Notice of intention to designate - 429 Macdonald Road

Thursday, January 25, 2024

On January 22, 2024, Oakville Town Council resolved to pass a Notice of Intention to Designate the following property under Section 29 of the Ontario Heritage Act, R.S.O. 1990, c. O.18, as amended, as a property of cultural heritage value and interest:

429 Macdonald Road
Lots 321 and 322, Plan 113; Part Lots 309, 310 and 311, Plan 113; As In 765792; Town of Oakville

Description of property

The property at 429 Macdonald Road is a large property located on the north side of Macdonald Road between Gloucester and Watson Avenues in the Brantwood neighbourhood. The property contains a two-and-a-half storey brick and stucco clad house that was built in 1931, known as ‘Nansidwell’.

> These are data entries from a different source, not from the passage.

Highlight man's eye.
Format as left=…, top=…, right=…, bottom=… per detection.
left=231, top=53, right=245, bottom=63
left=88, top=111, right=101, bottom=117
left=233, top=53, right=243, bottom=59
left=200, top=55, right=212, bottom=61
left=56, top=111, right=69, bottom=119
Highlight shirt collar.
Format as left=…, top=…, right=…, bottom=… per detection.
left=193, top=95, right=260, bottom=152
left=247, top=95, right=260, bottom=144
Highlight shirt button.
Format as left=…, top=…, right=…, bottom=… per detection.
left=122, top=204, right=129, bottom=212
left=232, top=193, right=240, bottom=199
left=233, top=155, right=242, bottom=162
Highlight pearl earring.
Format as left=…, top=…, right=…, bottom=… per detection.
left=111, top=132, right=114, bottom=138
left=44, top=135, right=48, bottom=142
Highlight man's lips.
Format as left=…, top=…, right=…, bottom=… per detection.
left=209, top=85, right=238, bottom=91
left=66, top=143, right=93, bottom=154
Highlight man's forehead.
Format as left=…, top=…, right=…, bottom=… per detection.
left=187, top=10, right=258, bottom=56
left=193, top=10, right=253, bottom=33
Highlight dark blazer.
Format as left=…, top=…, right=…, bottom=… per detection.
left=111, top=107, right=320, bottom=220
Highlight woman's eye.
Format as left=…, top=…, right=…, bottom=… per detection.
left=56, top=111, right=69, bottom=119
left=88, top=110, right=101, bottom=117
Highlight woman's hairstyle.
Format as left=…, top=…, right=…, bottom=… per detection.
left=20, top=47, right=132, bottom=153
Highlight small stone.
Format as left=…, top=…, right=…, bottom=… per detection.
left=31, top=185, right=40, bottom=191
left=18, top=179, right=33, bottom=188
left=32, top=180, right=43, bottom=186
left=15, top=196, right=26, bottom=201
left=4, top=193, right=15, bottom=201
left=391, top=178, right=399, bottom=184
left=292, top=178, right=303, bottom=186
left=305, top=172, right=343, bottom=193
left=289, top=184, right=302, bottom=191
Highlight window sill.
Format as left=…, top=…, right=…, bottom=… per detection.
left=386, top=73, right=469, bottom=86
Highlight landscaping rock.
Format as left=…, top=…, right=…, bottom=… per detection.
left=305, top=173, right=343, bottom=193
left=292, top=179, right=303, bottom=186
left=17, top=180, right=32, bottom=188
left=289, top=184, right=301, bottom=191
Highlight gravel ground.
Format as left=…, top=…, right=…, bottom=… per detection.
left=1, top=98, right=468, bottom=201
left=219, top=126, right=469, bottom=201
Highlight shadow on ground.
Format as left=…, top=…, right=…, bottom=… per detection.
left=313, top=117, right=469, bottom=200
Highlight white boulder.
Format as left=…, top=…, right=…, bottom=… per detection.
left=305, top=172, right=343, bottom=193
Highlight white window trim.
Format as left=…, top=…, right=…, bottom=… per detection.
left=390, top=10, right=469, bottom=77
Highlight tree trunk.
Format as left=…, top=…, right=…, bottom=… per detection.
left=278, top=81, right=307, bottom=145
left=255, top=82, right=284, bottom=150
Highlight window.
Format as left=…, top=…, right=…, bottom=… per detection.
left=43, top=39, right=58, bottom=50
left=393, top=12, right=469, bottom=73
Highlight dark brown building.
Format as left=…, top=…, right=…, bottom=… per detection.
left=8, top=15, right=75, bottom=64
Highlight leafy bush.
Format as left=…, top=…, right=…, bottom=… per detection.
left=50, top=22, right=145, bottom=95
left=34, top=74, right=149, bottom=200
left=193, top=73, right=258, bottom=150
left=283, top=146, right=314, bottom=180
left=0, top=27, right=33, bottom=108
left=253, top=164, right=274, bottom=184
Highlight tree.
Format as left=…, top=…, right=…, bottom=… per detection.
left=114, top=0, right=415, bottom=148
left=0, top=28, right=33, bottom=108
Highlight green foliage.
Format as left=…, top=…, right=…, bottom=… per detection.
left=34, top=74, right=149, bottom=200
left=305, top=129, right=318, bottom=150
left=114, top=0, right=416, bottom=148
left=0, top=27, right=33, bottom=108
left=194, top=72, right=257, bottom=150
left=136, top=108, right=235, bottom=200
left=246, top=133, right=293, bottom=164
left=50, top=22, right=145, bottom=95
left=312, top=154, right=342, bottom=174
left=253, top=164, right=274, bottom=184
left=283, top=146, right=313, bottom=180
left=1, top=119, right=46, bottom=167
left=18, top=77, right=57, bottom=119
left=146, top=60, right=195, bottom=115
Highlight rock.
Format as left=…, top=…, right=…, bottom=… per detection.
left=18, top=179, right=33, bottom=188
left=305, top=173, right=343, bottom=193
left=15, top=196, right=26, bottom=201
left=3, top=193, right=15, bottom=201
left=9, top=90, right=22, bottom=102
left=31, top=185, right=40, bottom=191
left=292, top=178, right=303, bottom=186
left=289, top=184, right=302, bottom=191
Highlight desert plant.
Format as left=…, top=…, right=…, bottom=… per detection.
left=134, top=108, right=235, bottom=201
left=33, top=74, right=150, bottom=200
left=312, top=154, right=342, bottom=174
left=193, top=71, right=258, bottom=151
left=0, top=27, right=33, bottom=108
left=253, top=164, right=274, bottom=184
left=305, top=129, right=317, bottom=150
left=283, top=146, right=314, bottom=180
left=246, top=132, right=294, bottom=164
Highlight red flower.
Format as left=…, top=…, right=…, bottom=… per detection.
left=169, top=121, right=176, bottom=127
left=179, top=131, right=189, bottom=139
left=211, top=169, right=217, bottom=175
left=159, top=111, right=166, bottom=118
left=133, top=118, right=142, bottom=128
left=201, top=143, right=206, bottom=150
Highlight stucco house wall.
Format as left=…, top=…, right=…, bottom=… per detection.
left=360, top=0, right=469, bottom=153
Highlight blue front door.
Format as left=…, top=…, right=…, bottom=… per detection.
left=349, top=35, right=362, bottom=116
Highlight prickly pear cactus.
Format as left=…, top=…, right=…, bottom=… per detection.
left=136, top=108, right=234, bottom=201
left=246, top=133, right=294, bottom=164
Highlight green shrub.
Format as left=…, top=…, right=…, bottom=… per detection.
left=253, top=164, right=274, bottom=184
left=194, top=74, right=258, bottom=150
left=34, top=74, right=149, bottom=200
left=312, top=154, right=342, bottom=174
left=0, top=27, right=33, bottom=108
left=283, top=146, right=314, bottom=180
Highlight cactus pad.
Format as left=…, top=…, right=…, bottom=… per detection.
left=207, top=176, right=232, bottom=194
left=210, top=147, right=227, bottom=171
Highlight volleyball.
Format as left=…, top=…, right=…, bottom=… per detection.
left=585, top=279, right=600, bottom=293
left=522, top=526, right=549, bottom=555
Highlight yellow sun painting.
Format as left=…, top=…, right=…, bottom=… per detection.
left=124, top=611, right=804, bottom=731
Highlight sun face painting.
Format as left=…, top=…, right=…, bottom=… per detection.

Statement of cultural heritage value or interest

Design and physical value

Nansidwell has design and physical value as a representative example of a Tudor Revival style home. A popular architectural style in the early 20th century, this revival style was part of the Arts and Crafts era of design. The house, which was built in 1931, features many architectural elements typical of the Tudor Revival style including its hip roof; its polychromatic brick and stucco and half-timbered cladding; the front façade’s asymmetrical pattern, including its steeply-pitched gables which enclose the centrally-located formal front entryway. The house also includes flat-roofed shed dormers, multiple polychromatic brick, single stack chimneys, a random fenestration pattern, and brick knee walls. Random patterns and sizes of windows, including casement windows and leaded glass windows, reflect Tudor Revival design ideals. The house maintains most of its original features and is an excellent example of the style.

Historical and associative value

Nansidwell has cultural heritage value for its direct associations with the theme of development of the local residential area known as ‘Brantwood’, an early 20th century subdivision of Oakville. Its presence contributes to the story of Oakville’s early 20th century residential development that was defined by large lots with well-designed Arts and Crafts era homes built by well-to-do families. The property also has cultural heritage value for its associations with several local families who were significant in the community including: Rosalind L. and Charles E. Dowding, who commissioned the construction of the existing building; George Nepean Molesworth, a local resident and architect who designed the existing building, and who obtained more than a dozen commissions in Oakville between 1913 and 1950; and Cameron Coote Hillmer, who came from a well-known and well-established Oakville family.

Contextual value

Nansidwell has contextual value because it defines, supports and maintains the residential character of the Brantwood neighbourhood. It is particularly important on Macdonald Road, as one of the larger properties and homes. It is physically, functionally, visually, and historically linked to the surrounding residential neighbourhood and places the Brantwood area’s origins in a specific timeframe, helping to tell the larger story of Oakville and its development in the 20th century.

Description of heritage attributes

Key attributes of ‘Nansidwell’ that exemplify its value as an excellent representative example of a Tudor Revival style house, include the following attributes as they relate to the two-and-a-half storey building and its one-storey front porch, one-storey southeast sun porch wing, and two-storey garage wing:

  • The form and footprint of the main building and its wings, including the hip, gable, jerkinhead, and shed roofs and the two shed dormers on the front elevation;
  • The configuration and layout of the asymmetrical front façade;
  • Polychromatic brick cladding in a Common Bond pattern with Flemish Bond pattern every third course, including brick headers used on sills, lintels and along the roofline, and brick knee walls on front porch;
  • Stucco and half-timbering cladding throughout;
  • Exposed wood eaves, wood fascia and wood window trim throughout;
  • Fenestration of the windows and doors on the south and east elevations;
  • The chimney on the south elevation and the chimney on the northwest corner of the house, both in polychromatic brick with decorative ‘panel’ detailing and stone caps;
  • The three bay windows with diamond-shaped leaded glass windows on the first storey of the south elevation;
  • The presence of multi-paned windows that are in keeping with the Tudor Revival style on the south and east elevations; and
  • The wood beams and arched wood columns with faux wood pegs on the front porch and on the garage wing.

For the purpose of clarity, the cultural heritage value or interest and heritage attributes do not include:

  • The sun porch on the west elevation.

Any objection to this designation must be filed no later than February 26, 2024. Objections must be directed to the Town Clerk at or 1225 Trafalgar Road, Oakville, Ontario L6H 0H3. The objection must include the reasons for the objection and all relevant facts.

Further information respecting this proposed designation is available from the Town of Oakville. Any inquiries may be directed to Carolyn Van Sligtenhorst, Supervisor of Heritage Conservation at 905-845-6601, ext.3875 (TTY 905-338-4200), or by email at

Issued at the Town of Oakville on January 25, 2024.